放課後。図書室で、君に。
放課後の図書室には、決まってひとりの男の子がいた。
白川蒼くん。
同じクラスなのに、話したこともほとんどなかった無口な人。
でも、彼の隣の席が、私の“好きな場所”になったのは、たぶん偶然じゃなかった。
「……今日も来たんだね」
「うん、白川くんもでしょ」
二人で並んで本を読むだけ。
最初はそれだけだったのに、彼がページをめくる指とか、ちょっと本の内容に笑う顔とか、見れば見るほど気になってしまった。
「君って、静かだけど……よく笑うよね」
「えっ、私?」
「うん。そういうとこ、ちょっと、いいなって思ってた」
思わず本を閉じて、彼の顔を見てしまう。
彼は、まっすぐこっちを見ていた。
瞳の奥が少しだけ揺れていて、でも言葉はすごく真っ直ぐだった。
「……わたしも、白川くんのこと、気になってた」
「ほんとに?」
「うん。最初は、静かな人だなって。
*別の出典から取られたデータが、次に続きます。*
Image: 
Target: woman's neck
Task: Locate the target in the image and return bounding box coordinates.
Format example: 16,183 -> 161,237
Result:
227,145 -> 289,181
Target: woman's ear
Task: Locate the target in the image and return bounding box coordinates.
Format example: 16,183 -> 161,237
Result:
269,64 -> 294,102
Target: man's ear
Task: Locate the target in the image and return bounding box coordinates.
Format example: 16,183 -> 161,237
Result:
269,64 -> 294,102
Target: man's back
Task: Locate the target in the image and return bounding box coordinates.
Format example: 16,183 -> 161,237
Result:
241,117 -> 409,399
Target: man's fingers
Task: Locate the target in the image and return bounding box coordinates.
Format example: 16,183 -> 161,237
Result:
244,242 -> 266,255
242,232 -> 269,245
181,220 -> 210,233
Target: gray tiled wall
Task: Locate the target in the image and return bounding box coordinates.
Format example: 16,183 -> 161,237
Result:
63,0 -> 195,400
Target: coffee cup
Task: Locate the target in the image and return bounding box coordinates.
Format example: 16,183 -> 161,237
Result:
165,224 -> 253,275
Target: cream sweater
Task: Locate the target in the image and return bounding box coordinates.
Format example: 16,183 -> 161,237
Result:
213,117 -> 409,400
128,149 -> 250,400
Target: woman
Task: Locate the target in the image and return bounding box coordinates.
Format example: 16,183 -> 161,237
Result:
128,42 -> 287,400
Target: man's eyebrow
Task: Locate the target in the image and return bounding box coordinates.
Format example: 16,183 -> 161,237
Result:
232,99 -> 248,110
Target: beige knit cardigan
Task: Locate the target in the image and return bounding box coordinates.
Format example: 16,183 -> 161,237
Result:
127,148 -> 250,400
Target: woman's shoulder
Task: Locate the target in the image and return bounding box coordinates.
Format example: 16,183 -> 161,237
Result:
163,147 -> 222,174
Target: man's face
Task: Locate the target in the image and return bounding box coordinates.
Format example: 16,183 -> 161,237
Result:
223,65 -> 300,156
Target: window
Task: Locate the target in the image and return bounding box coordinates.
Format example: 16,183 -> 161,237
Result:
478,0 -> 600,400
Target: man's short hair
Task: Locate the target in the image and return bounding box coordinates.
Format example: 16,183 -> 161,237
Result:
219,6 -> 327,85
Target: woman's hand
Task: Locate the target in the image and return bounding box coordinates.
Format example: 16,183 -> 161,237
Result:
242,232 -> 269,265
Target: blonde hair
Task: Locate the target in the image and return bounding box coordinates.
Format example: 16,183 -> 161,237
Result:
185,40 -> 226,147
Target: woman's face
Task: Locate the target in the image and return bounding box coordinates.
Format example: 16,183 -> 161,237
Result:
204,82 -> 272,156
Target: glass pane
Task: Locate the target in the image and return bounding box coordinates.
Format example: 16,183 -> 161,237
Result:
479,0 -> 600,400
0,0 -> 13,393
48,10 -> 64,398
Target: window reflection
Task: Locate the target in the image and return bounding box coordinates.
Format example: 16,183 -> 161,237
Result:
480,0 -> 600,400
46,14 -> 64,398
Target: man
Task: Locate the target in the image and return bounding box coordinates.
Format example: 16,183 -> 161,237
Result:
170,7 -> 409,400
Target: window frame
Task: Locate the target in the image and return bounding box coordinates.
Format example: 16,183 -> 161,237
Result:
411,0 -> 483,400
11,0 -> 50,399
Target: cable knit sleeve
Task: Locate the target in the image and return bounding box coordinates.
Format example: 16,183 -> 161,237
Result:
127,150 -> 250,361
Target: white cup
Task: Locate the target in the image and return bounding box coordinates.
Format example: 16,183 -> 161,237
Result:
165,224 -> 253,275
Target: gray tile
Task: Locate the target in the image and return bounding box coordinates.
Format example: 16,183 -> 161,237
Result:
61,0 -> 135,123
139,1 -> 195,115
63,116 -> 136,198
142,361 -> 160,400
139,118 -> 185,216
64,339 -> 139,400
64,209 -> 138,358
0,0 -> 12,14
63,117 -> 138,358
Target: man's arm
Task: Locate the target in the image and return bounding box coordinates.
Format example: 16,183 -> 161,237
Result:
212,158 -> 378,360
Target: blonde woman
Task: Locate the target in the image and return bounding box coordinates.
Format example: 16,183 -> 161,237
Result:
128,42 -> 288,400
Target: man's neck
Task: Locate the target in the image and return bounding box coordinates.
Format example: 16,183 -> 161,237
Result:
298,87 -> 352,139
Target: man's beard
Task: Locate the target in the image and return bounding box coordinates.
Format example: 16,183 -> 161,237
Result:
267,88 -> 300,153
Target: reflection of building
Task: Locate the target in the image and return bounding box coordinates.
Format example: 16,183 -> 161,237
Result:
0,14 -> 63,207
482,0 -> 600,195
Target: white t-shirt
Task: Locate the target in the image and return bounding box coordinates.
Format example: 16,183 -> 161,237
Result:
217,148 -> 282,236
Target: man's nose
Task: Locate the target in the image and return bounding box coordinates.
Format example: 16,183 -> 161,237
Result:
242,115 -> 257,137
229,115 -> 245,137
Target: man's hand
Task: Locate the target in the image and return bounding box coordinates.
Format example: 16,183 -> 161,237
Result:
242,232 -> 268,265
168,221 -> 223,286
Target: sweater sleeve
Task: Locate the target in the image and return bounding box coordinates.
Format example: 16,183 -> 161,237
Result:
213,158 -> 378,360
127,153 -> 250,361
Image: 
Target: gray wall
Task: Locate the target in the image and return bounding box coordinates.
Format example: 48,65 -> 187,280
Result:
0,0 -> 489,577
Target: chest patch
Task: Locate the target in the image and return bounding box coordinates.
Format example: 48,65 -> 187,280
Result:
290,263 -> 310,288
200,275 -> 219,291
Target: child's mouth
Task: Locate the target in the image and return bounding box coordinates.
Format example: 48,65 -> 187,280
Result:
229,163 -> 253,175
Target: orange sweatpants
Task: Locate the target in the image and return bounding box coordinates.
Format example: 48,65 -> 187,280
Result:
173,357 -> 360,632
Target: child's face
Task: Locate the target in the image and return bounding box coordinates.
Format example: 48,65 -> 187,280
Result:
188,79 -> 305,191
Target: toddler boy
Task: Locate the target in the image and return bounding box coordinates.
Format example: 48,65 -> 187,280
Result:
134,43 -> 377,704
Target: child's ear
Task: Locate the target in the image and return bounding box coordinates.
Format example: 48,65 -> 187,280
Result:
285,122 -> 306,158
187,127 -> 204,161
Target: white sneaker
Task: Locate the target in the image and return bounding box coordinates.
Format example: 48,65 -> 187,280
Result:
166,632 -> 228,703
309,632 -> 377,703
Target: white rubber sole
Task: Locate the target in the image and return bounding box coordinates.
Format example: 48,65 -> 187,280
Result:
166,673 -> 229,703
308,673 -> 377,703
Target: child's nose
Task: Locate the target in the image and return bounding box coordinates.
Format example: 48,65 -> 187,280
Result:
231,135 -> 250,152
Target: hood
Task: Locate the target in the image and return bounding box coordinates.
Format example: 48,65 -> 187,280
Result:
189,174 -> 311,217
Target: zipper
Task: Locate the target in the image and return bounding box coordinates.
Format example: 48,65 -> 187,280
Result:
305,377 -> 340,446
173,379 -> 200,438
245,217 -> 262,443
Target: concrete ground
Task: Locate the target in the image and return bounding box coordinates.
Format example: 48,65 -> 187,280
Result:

でも、図書室で一緒にいるうちに……好きになった」
静かな空気の中で、時計の針の音がやけに大きく響いた。
でも、それよりも。
彼が、少し頬を赤くして、私の手をそっと取った感触の方が、ずっと、ずっと強かった。
「じゃあさ……このまま、本のつづきじゃなくて、君ともっといろんな“話”をしたいな」
彼の声が、今まででいちばん近くて、あたたかかった。